Luis Felipe Maluenda

Personal information
- Full name: Luis Felipe Hernández Maluenda
- Date of birth: 12 January 2004 (age 22)
- Place of birth: La Serena, Chile
- Height: 1.79 m (5 ft 10 in)
- Position: Winger

Team information
- Current team: Provincial Ovalle (on loan from Deportes Limache)
- Number: 11

Youth career
- Universidad Católica

Senior career*
- Years: Team / Apps / (Gls)
- 2022–2025: Universidad Católica / 5 / (0)
- 2024: → Deportes Copiapó (loan) / 2 / (0)
- 2025: → Santiago City (loan) / 10 / (3)
- 2025: Deportes Limache / 10 / (1)
- 2026–: → Provincial Ovalle (loan) / 0 / (0)

International career
- 2020–2021: Chile U17

= Luis Felipe Maluenda =

Chilean footballer

Luis Felipe Hernández Maluenda (born 12 January 2004), known as Luis Felipe Maluenda, is a Chilean footballer who plays as a winger for Provincial Ovalle on loan from Deportes Limache.

==Club career==
Born in La Serena, Chile, Maluenda is a product of Universidad Católica.
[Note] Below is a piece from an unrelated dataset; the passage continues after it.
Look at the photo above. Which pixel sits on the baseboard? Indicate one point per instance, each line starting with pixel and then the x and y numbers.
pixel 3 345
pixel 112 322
He was promoted to the first team under Ariel Holan, signed his first professional contract in 2022 and made his professional debut in the 1–3 away win against Unión San Felipe on 18 June 2022 for the Copa Chile. On 26 September of the same year, he underwent surgery for a cardiac arrhythmia.

In January 2024, Maluenda was loaned out to Deportes Copiapó in the Chilean Primera División. Back to Universidad Católica for the second half of the year, he suffered a knee injury. The next year, he was loaned out Santiago City.

In the second half of 2025, Maluenda signed with Deportes Limache in the Chilean top level. On 28 January 2026, Maluenda was loaned out to Provincial Ovalle.

==International career==
Maluenda took part in training microcycles and friendlies with Chile at under-17 level in 2020 and 2021.